La presse indique l'existence de discussions entre la Russie et les USA sur une éventuelle extradition d'Edward Snowden, en guise de geste de bonne volonté de Vladimir Poutine à l'égard de Donald Trump.

Edward Snowden pourrait-il servir de « cadeau » à la Russie pour faire en sorte que les relations russo-américaines avec la jeune administration Trump démarrent sous les meilleurs auspices ? C’est la piste qu’a développé ce week-end la chaîne de télévision américaine NBC News, en s’appuyant sur des indications provenant des services de renseignement des Etats-Unis.
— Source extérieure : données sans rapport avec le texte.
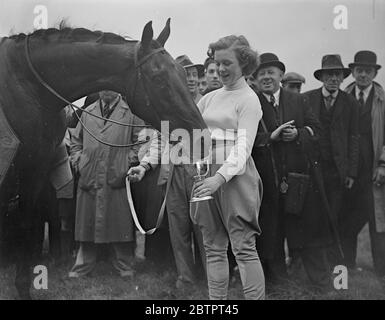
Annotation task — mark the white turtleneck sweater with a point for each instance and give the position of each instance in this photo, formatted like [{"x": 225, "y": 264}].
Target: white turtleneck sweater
[{"x": 237, "y": 108}]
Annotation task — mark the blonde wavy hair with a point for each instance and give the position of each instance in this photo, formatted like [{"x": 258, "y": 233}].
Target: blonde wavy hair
[{"x": 248, "y": 58}]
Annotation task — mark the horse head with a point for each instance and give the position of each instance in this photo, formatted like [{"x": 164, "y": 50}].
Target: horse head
[{"x": 161, "y": 86}]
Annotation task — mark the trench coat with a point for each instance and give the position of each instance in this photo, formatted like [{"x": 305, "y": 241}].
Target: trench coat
[
  {"x": 311, "y": 227},
  {"x": 378, "y": 138},
  {"x": 344, "y": 130},
  {"x": 102, "y": 209}
]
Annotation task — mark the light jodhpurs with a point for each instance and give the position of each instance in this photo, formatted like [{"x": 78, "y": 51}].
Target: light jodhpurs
[{"x": 232, "y": 214}]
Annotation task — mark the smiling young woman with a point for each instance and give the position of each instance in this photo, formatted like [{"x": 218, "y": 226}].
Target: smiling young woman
[{"x": 234, "y": 181}]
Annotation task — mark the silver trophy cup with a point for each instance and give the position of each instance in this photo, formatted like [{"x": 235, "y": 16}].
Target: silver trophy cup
[{"x": 202, "y": 169}]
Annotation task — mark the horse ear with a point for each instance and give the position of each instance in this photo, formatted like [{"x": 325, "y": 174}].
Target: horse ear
[
  {"x": 147, "y": 36},
  {"x": 162, "y": 38}
]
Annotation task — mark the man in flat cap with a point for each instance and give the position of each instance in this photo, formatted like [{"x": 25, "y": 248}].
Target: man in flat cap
[
  {"x": 366, "y": 200},
  {"x": 338, "y": 144},
  {"x": 192, "y": 75},
  {"x": 287, "y": 129},
  {"x": 293, "y": 81},
  {"x": 186, "y": 238}
]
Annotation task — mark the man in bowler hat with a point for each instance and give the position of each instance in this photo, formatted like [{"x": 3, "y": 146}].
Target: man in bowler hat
[
  {"x": 338, "y": 144},
  {"x": 292, "y": 81},
  {"x": 288, "y": 128},
  {"x": 365, "y": 202}
]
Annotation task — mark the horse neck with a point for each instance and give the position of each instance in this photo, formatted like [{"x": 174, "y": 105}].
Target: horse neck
[{"x": 75, "y": 69}]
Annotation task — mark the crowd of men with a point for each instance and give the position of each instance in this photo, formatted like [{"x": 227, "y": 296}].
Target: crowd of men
[{"x": 320, "y": 154}]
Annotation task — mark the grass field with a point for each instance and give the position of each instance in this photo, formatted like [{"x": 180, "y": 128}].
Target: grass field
[{"x": 154, "y": 282}]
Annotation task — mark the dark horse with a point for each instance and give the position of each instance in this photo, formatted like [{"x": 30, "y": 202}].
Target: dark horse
[{"x": 77, "y": 62}]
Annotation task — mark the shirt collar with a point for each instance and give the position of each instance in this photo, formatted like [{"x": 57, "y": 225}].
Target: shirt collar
[
  {"x": 276, "y": 95},
  {"x": 366, "y": 92},
  {"x": 112, "y": 102},
  {"x": 326, "y": 93},
  {"x": 239, "y": 84}
]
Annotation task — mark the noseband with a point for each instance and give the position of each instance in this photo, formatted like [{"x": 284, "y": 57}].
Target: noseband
[{"x": 138, "y": 77}]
Il existerait en effet des tractations entre les agents américains et leurs homologues russes pour envisager une extradition forcée de l’ex-analyste de la NSA, qui avait révélé au monde entier toute l’étendue de la surveillance électronique mise en place par la NSA. Depuis ce coup d’éclat survenu en 2013, Edward Snowden a d’abord fui à Hong Kong avant de trouver refuge en Russie.

CC Mike Mozart

La Russie n’a objectivement plus beaucoup d’intérêt à protéger davantage le lanceur d’alerte américain : toutes les informations qu’il a (ou avait) en sa possession ont très certainement été récupérées d’une façon ou d’une autre par les services secrets et on peut raisonnablement penser qu’ils n’ont de toute façon pas besoin de lui pour accéder à des informations classifiées.

Le transfert d’Edward Snowden pourrait néanmoins dégrader l’image de marque de la Russie, qui avait réussi le tour de force d’apparaître comme une nation soucieuse de protéger les personnes vulnérables face à des risques de représailles. Mais quel poids cela peut-il avoir face aux intérêts stratégiques d’un pays qui a tout intérêt à bien s’entendre avec un président américain manifestement ouvert au dialogue ?

D’autant que Donald Trump n’aime pas beaucoup Edward Snowden et c’est un euphémisme. En 2014, avec la verve qu’on lui connaît, il avait violemment attaqué son compatriote sur Twitter en le qualifiant de « traître » et de « honte ». « Ne vous y trompez pas, ce n’est pas un héros. En fait, c’est un lâche qui devrait revenir et faire face à la justice ».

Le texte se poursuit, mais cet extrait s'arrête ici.